By już nie wzdychał wieszcz, że mu jest smutno,
że mazowieckie ani jedno płótno...
*a to przeczytaj dla wyrozumienia:
http://literat.ug.edu.pl/cnprom/index.htm#spis
i to: Fortepian Szopena
Czy można przeczyć, że genialna w swojej głębi kultura chrześcijańska to ziarno rzucone przez Chrystusa właśnie na glebę troski i więzi człowieka kultury ludowej. To Ziarno, to Logos- Słowo Boże, które jednocześnie oznacza Sens nadrzędny, który był na począku. Bez którego nic się nie stało. To sens który jest jednocześnie Miłością. MIłością która przybrała postać owocu pracy ludu- Chleba i Wina.
Bo paradoksalnie w imię obrony ludu została ona obalona, w czym zgodzić się muszę z Gellnerem tak właśnie określającym działanie nacjonalizmów, rozumianych inaczej niż to się zwykło przyjmować...
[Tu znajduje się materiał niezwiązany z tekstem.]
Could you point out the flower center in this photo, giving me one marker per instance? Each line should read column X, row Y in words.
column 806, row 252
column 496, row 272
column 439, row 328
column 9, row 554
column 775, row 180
Pewnie o to chodziło księdzu Georgowi Ratzingerowi, któregom kiedyś tu "prezentował":
MIałem jeszcze kilka myśli, ale zanim zdążyłem je spisać- uciekły.
Moze wrócą.
[ Dodano: Wto 14 Cze, 2011 18:31 ]
"skażona" kultura ludowa
Lepsza kultura ludowa, w której są elementy błędne-, niż kultura błędna, w której są tylko elementy dobre- elementy wykorzystywane jako przykrywki dla zła.